The Kennedys – why all the fuss?

Last night The History Channel screened the first episode of the apparently controversial four-part drama The Kennedys (with Katie Holmes and Greg Kinnear playing the presedential couple). I don’t have The History Channel so will have to wait until it comes to BBC2 later this spring, but I am definitely interested in watching it. This is partly because I’m not a big fan of Katie Holmes and was admittedly surprised she was cast in such an iconic role as Jackie Kennedy, but now am curious to see if she pulls it off. But mostly my curiosity lies in the controversy it has caused Stateside – and the fact that it almost didn’t air.

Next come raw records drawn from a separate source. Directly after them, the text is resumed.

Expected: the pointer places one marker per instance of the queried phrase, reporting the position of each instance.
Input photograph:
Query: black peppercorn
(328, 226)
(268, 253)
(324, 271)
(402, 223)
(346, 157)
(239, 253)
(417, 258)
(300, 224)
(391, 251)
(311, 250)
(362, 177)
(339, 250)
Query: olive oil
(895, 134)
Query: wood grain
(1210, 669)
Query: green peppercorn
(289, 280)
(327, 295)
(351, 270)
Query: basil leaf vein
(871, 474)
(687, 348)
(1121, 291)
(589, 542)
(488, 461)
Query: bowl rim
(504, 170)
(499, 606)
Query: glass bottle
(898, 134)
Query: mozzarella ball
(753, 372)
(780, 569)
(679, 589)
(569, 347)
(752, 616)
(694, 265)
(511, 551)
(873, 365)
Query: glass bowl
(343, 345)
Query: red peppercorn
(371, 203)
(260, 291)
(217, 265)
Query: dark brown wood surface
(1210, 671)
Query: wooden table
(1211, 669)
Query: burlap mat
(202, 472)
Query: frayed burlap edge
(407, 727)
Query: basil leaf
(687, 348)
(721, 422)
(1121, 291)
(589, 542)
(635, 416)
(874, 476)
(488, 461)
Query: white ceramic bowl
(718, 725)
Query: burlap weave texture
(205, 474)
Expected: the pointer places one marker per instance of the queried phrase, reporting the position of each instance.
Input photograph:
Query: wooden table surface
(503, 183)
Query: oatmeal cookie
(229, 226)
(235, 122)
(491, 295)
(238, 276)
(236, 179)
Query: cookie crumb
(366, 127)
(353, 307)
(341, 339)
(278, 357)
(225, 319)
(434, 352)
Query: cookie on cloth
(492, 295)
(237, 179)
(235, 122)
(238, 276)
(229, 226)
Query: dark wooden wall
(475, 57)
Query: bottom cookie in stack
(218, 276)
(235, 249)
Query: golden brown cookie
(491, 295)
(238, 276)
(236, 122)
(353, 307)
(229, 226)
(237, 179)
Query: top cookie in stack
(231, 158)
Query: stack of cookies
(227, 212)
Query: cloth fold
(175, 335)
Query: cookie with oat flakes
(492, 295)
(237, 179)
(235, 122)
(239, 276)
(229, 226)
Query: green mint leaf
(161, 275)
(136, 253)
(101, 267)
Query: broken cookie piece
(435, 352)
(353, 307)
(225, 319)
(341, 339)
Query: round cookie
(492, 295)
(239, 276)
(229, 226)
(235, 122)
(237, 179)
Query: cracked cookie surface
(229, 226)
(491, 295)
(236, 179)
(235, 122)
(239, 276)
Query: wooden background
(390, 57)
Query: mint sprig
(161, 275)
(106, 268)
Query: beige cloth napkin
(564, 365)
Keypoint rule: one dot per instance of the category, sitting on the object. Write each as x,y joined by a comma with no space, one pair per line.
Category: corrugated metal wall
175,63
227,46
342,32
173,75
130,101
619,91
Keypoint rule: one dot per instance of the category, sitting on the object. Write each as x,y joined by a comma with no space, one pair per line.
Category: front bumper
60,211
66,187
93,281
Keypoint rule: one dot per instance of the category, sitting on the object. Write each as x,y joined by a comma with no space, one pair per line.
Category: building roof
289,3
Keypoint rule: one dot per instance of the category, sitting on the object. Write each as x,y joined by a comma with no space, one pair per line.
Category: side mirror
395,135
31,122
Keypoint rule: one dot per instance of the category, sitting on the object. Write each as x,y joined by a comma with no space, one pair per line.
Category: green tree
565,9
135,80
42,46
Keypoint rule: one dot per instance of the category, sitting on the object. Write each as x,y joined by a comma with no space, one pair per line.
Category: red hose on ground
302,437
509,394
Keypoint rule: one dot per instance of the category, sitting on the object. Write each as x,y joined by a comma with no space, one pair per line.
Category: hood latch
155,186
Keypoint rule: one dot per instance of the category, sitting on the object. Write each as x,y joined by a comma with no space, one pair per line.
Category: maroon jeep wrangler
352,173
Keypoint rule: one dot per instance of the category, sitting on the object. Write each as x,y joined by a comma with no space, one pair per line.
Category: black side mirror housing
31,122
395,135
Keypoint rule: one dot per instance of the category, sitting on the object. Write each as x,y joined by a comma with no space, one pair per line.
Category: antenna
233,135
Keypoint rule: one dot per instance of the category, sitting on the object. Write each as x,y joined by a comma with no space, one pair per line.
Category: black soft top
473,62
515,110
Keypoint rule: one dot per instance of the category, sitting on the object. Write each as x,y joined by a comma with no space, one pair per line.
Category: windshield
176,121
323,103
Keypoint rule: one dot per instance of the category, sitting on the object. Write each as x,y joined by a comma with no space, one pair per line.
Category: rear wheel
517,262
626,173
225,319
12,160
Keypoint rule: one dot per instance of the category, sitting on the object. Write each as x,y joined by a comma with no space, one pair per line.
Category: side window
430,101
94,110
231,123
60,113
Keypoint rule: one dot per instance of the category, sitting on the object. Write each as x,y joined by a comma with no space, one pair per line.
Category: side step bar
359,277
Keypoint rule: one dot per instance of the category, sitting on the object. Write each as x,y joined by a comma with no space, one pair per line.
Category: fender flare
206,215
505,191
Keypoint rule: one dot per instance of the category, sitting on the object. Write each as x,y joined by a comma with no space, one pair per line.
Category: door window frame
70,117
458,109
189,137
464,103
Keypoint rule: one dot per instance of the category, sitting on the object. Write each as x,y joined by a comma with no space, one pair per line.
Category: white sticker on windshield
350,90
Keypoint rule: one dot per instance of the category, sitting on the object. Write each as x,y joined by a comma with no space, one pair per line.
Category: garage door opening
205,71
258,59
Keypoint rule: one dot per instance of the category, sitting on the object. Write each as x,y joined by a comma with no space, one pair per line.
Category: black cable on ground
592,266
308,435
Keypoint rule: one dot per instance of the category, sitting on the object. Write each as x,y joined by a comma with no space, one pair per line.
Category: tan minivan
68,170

Having such an idolised president depicted (so I hear) as an aphetamine-popping womaniser, well, it’s bound to kick up a few comments from hard-core patriots… but surely that picture isn’t news to us. And as for the real issue of ‘historical innacuracy’ (with particular contention revolving around the series featuring conversations with JFK in the Oval office that apparently never happened), surely we have come to accept that dramas must allow for creative licence. Films and dramas are not documentaries. Admittedly, one can argue that screening the mini-series on The History Channel does grant the drama a certain historical stamp of approval (and the reason why The History Channel in the US felt compelled to drop the series following such controversy), but no other big American TV network picked it up either. It has ended up being broadcast on the obscure ReelzChannel (?!).

By now we are used to seeing US politicians and politics in a less than favourable light, and we are used to controversial pictures that may or may not be blurring the line between fiction, biased opinion and fact. We’ve even learned to take many newspaper headlines with a pinch of salt. So really, why all the fuss? Was there this much objection to Oliver Stone’s W.? Do the Kennedy’s still retain this much of an aura about them that it’s inconceivable to bring them down from their pedestal? For a country that stands for Freedom of Speech, it seems it’s more a question of Freedom of Speech (But Only If We Really Like What You’re Saying…)

If anyone caught the first episode I’d love to hear your comments.